Bienvenue en psychiatrie

L'entraide, un avenir?

AFREPSHA ,GAP :  « la psychiatrie, un à venir un peu flou ».

L'entraide, un avenir ? Jeudi 21 mars 2013

 

 Bonjour à tous.

Je m'appelle Edith.

J'ai un point commun avec vous tous : je suis un être humain.

Par ailleurs, je suis présidente du GEM passe muraille de GAP.

 

Certains entendront dans GEM le verbe aimer à la première personne du singulier…

G. E. M. sont les initiales de Groupe d'Entraide Mutuelle, associations loi 1901, créé en 2005 à partir de la loi sur l'Egalité des Droits et des Chances reconnaissant le handicap psychique. Les GEM existent au niveau national (il y a environ 350 GEM).

 

Je vais vous raconter au travers de mon expérience personnelle et des paroles d'adhérents du GEM de Gap et de Manosque  ce qu'est et ce que représente l'entraide :

J'ai fait la connaissance des soins en psychiatrie il y a 13 ans à Paris, en passant par la case « chambre d'isolement » sans explication,  avec une montagne de pilules à avaler sinon piqûre.

Lorsque je me suis réveillée, tout était flou, je me sentais extrêmement mal, je pensais être morte et être au « purgatoire »

Mais non, en dépit de mes croyances, je me trouvais  toujours sur terre …en vie !

Je l'ai compris quand une personne en blouse blanche m'a dit que j'allais voir ma famille.

 

Il faut savoir que les médicaments utilisés en psychiatrie me rendaient les sensations étranges, avec un corps complètement au ralenti et un esprit qui s'acharnait à vouloir comprendre la situation.

 

La souffrance psychique n'est pas abstraite. Elle se vit corps et esprit. Tout est contaminé. La douleur physique et la douleur morale sont  parfois fulgurantes lors de crises  d'angoisses donnant souvent l'impression majeure d'une mort imminente.
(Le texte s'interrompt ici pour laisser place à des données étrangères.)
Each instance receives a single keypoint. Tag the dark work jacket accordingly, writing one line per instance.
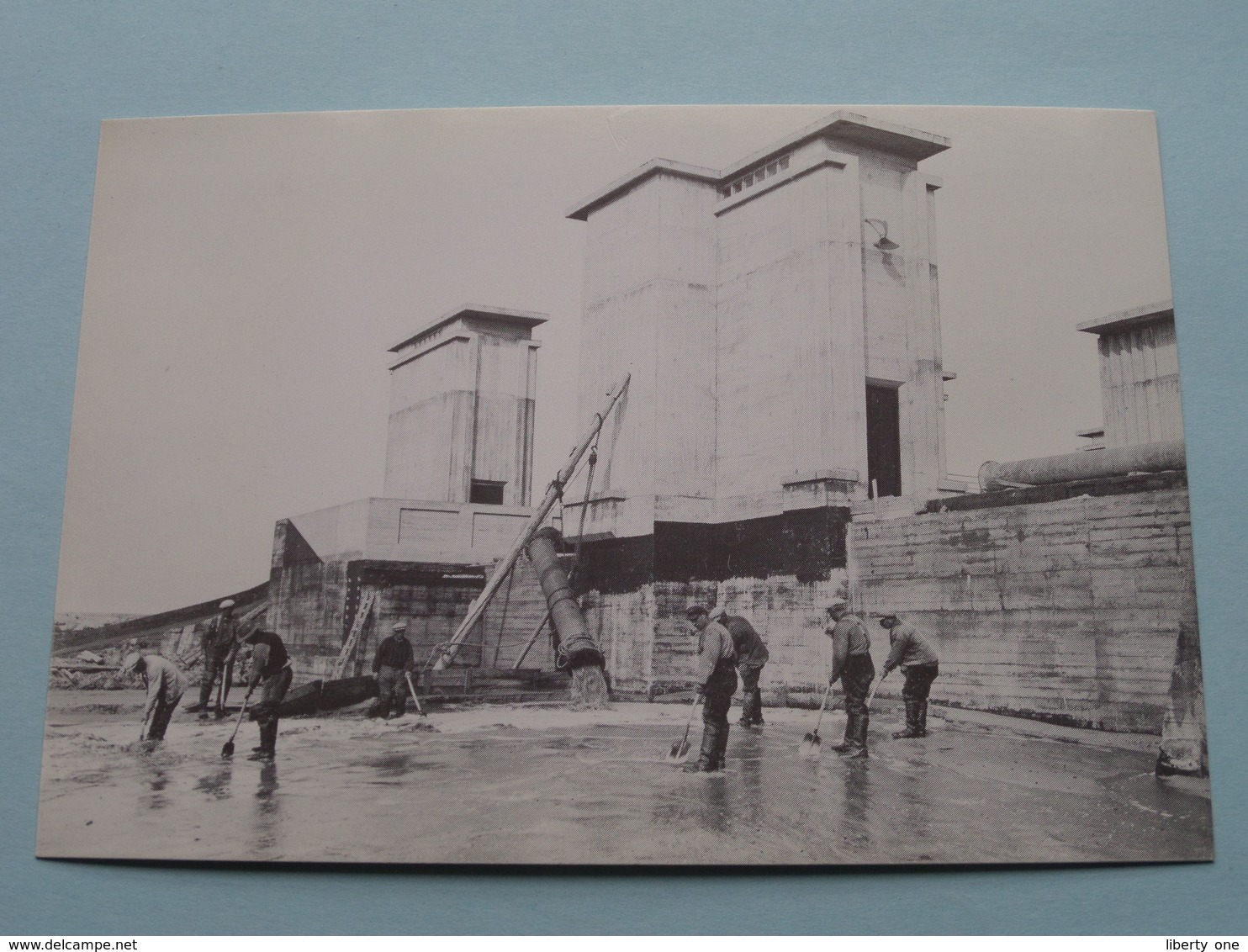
(849, 637)
(394, 652)
(278, 654)
(909, 648)
(219, 637)
(750, 650)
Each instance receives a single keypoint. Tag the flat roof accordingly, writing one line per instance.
(1119, 320)
(843, 125)
(505, 317)
(580, 212)
(858, 129)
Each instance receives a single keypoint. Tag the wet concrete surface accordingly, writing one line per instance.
(534, 785)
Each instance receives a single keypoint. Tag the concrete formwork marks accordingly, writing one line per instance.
(1070, 608)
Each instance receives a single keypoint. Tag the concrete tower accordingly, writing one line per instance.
(461, 417)
(780, 319)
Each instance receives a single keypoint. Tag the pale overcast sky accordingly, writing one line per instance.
(246, 275)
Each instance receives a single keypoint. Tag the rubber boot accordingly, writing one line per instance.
(708, 758)
(846, 743)
(754, 707)
(722, 748)
(912, 729)
(855, 738)
(267, 742)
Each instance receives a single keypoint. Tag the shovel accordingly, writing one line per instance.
(227, 748)
(810, 743)
(415, 699)
(680, 753)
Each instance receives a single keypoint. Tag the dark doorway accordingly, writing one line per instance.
(486, 490)
(882, 441)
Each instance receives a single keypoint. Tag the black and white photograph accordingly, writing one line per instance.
(662, 485)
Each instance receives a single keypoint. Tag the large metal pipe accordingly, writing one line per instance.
(574, 640)
(554, 492)
(1087, 464)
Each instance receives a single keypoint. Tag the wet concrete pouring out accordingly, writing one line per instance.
(546, 784)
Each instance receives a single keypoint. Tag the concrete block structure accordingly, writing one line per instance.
(783, 442)
(780, 321)
(462, 403)
(458, 477)
(1140, 392)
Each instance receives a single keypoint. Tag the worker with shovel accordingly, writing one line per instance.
(853, 665)
(391, 665)
(716, 673)
(752, 655)
(219, 643)
(165, 688)
(914, 654)
(271, 675)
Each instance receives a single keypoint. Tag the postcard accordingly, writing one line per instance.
(711, 485)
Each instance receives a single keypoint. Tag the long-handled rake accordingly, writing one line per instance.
(227, 748)
(680, 753)
(415, 699)
(810, 743)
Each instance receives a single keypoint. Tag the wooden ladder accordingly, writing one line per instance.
(357, 629)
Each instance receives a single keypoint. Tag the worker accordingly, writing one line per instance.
(165, 686)
(716, 674)
(219, 644)
(914, 654)
(752, 655)
(853, 665)
(271, 674)
(394, 660)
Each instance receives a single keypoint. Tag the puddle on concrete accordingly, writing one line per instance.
(551, 789)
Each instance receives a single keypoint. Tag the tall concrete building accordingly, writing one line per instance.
(781, 322)
(462, 400)
(458, 477)
(1140, 394)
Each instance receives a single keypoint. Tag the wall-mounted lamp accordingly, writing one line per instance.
(881, 229)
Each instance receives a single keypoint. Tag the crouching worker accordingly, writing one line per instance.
(165, 689)
(392, 663)
(912, 653)
(752, 657)
(716, 673)
(268, 679)
(853, 665)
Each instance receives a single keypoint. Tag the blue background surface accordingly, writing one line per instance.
(66, 66)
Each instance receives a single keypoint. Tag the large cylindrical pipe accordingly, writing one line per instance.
(565, 616)
(1085, 464)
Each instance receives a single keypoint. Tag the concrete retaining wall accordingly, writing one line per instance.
(1069, 611)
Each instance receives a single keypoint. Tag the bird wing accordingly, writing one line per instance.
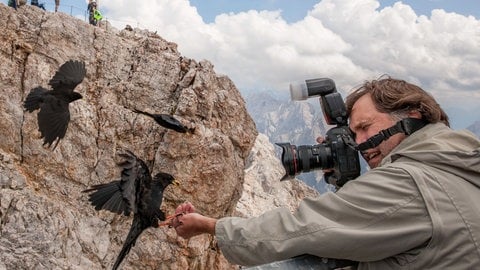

J'étais à la dérive dans le monde bizarre de la folie et des soins en psychiatrie.

Ma raison aurait pu basculer définitivement  dans ses délires intimement liés à des circonstances exceptionnelles, que je ne développerai pas ici.

 

Pourtant j'ai été comme retenue par un phénomène qui se manifeste  particulièrement dans des situations de gravité extrême comme par exemple une guerre.

Ce phénomène s'appelle la solidarité, l'entraide, ici entre les patients, car la relation avec les soignants se fait difficilement dans la confiance quand la première hospitalisation est faite sous contrainte et dans le déni : « on va vous mettre au vert » avait dit le psychiatre des urgences à St Anne…

Le mensonge, si facile, si pratique est-il thérapeutique ? Je vous dis que NON, il sape pendant des mois, des années le travail de soins ultérieurs. Ce n'est pas une valeur de l'entraide !

C'est mettre un barreau dans les rouages de la conscience fragile du patient, c'est le mettre en péril durablement.

 

Mais voilà, autour d'une Ricoré offerte par un patient, un espace de parole simple s'ouvre, une amarre à l'humanité se déploie.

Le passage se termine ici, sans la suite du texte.